ETF World.........Inside Exchange Traded Funds

Monday, October 09, 2006

The first commodity-based exchange-traded fund (ETF) in Asia will be listed in Singapore this week, which may make it easier for investors to diversify their holdings in the future.

On Wednesday, State Street Global Advisors (SSgA) and the World Gold Council plan to list streetTracks Gold Shares (Gold Shares), the US$7.3-billion gold ETF that has been listed on the New York Stock Exchange since November 2004, on the Singapore Stock Exchange (SGX).

Initially, Gold Shares will raise about US$30 million, mostly from institutional investors, the bullion community and private banks across Asia, including some in Thailand. It will track the price of gold bullion in London after expenses. Each share, which represents an interest in a trust, is worth approximately 0.1 ounce of gold bullion.

James Ross, senior managing director of State Street Global Advisors (SSgA), said the ETF market had gradually developed in recent years, and the outlook for the future was bright. The secondary listing of streetTracks Gold Shares on the SGX would provide Asian investors with a different way to participate in the gold market and allow them to access this important asset class, he added.

James Burton, chief executive officer of the World Gold Council, said ETFs were popular investment alternatives in the United States.

"Asia has just started to enjoy wealth," he said. "You're young and you should think of investing in ETFs, which are products that are designed for 25 years or more for saving or investment purposes."

While the value of gold may fluctuate in the short term, it had consistently returned to its historic purchasing power parity over the long term, said Mr Ross. Investing in gold could be an effective tool for asset diversification and wealth preservation, he added.

SSgA and the Council created a partnership two years ago to develop a gold ETF that allows investors a simple, cost-effective and secure means to invest in gold. The gold ETF can be purchased on the SGX as simply as ordinary stocks. Citigroup will be the market maker to enhance liquidity, while HSBC Bank USA is the custodian.

Investing in gold ETFs, said Mr Ross, would only have a 0.4% fee as an annual expense, which was lower than buying gold bars since customers had to pay more to store them in the bank.
Mr Burton said he was convinced that the trend of gold prices was positive in the long term, given constraints in supply and rising demand, while prices in the short- to mid-term would be volatile on the back of globally sensitive issues.

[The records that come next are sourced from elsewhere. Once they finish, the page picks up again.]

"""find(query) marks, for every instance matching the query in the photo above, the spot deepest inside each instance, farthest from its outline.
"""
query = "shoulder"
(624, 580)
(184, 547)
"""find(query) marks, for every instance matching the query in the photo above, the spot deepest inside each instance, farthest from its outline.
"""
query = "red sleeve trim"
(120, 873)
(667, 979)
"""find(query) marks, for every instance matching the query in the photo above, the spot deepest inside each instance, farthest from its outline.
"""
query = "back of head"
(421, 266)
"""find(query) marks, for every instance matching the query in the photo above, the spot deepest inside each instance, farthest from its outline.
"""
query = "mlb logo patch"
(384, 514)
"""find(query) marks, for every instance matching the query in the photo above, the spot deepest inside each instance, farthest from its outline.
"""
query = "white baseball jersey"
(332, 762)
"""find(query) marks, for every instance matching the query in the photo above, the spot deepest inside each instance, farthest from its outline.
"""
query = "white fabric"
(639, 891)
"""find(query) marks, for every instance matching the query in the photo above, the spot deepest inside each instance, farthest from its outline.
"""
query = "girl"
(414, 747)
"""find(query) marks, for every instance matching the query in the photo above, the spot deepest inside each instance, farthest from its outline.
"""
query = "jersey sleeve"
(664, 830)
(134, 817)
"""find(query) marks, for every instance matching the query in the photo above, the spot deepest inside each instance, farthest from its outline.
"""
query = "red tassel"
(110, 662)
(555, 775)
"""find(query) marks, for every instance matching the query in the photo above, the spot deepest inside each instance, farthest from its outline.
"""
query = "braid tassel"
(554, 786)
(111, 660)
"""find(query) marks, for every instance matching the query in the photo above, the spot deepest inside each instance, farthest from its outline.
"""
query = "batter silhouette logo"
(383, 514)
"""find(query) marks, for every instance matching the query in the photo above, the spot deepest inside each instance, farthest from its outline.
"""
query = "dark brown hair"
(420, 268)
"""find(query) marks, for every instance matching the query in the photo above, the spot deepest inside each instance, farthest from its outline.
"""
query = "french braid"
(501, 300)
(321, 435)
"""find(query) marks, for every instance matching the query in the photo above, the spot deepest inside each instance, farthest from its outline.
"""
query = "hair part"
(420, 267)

Demand for gold has outpaced global mine production by about 1,200 to 1,400 tonnes per year in the past five years, while gold production levels are unlikely to increase significantly.
Furthermore, central bank sales of gold will continue to be well co-ordinated, based on the Central Bank Gold Agreement of 1999, which aimed to increase transparency and limit shocks to the system.

"After the listing of Gold Shares in Singapore, we are looking forward to launching gold ETFs in other countries in Asia, such as India where demand is quite strong," he said. "It's too early to mention more country names, but we will explore opportunities, look at regulatory schemes and work with local regulators."

Asked whether SSgA might introduce ETF products in Thailand, Mr Ross said he was sure that his staff had talked with the SET about the possibility.
The SET plans to launch an equity ETF next year, and is now in the process of designing the product, establishing a reference index and selecting market makers.